SIETE PECADOS CAPITALES

Este artículo ha sido publicado en El Telegrama de Melilla el 31 de octubre de 2010.


En estos tiempos de sequía o agotamiento de recursos verbales , de pérdida de las fuerzas de la palabra, de olvido (inconsciente o voluntario) de la capacidad humana de apalabrar la realidad, en estos tiempos, como les comentaba la semana pasada, de ruptura entre palabra y mundo, una no puede evitar el regreso a lo simbólico. Ante las señales del vacío lingüístico, se torna imprescindible y necesario un retorno al vasto repertorio de códigos iconográficos de nuestros precedentes universales. Es en el período tardomedieval, lo que Huizinga denominó El otoño de la Edad Media, cuando asistimos a un dilatado inventario de símbolos, motivos, arquetipos y alegorías que, con mejor o peor fortuna, sobrevivieron a las mudanzas de los contextos culturales a la vez que cifraban los semblantes esenciales del ser humano. Una de las máximas representaciones, dada la exigencia cristiana del momento, tanto en el ámbito literario como en el de las artes plásticas, es la de los Vicios o Pecados (en oposición a las Virtudes) que, articulándose con el antropomorfismo de ciertas divinidades grecolatinas, enriquecieron el arte del “adoctrinamiento” o, a veces, lo transfiguraron.

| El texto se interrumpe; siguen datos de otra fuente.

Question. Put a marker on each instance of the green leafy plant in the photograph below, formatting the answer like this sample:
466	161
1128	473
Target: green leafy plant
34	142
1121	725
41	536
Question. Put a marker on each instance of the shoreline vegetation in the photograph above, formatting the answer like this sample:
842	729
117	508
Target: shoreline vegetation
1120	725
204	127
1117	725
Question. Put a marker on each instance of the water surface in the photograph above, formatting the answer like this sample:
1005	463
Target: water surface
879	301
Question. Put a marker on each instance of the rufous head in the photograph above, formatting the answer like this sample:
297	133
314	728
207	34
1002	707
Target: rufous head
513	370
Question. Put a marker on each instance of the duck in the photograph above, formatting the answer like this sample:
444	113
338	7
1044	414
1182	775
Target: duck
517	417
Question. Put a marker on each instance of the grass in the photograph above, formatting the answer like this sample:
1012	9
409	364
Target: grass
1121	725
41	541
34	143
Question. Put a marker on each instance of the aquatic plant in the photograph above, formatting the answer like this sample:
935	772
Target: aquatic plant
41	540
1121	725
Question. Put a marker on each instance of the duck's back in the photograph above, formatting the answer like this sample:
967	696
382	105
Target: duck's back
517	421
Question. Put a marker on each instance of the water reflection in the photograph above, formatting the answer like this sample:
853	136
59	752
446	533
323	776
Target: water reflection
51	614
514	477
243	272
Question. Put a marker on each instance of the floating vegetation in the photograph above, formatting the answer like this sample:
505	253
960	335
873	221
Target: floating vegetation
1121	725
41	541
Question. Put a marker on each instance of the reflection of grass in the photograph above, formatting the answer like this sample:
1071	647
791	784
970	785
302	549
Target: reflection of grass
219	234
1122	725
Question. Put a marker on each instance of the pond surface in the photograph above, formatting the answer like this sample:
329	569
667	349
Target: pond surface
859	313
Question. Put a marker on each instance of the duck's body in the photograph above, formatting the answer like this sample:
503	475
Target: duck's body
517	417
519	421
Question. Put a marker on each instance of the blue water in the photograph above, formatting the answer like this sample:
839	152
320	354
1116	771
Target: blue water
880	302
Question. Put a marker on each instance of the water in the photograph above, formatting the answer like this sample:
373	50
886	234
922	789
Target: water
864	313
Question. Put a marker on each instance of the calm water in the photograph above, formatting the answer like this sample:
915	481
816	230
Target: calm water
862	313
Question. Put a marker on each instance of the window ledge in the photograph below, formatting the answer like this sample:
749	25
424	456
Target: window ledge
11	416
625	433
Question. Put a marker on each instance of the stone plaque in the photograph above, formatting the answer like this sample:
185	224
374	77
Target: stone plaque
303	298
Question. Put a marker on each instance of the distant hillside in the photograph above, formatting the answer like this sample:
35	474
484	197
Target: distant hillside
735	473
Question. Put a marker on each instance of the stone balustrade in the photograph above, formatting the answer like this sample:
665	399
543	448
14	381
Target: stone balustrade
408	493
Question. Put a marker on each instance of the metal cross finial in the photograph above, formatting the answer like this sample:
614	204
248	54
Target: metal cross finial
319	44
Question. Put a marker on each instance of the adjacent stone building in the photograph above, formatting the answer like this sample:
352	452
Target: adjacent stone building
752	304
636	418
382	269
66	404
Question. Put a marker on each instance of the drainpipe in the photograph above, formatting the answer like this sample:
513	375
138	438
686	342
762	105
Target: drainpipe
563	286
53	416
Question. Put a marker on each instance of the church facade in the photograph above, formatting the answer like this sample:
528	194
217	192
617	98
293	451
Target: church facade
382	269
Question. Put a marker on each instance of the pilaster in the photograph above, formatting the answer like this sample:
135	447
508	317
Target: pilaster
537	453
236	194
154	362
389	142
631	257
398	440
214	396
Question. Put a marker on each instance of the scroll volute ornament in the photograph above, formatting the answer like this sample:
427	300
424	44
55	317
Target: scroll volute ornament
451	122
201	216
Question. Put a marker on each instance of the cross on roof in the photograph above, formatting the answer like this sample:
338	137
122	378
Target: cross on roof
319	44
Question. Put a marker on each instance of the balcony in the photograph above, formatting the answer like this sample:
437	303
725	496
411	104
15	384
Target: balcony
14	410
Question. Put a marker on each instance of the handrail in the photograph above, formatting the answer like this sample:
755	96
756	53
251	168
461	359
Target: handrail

A este último caso correspondería El Bosco, cuya Mesa o Tabla de los Siete Pecados Capitales (1485-1495), que Felipe II compró para sus aposentos privados en El Escorial y que se encuentra hoy en el Museo del Prado, puesto que lo que debía ser una pintura del mundo de la tentación terminó convirtiéndose, paradójicamente, en una tentadora seducción. La grandeza y el misterio cautivador de El Bosco, parafraseando a Gilbert Durand, reside en su talento para representar el aspecto profano de la simbología mística.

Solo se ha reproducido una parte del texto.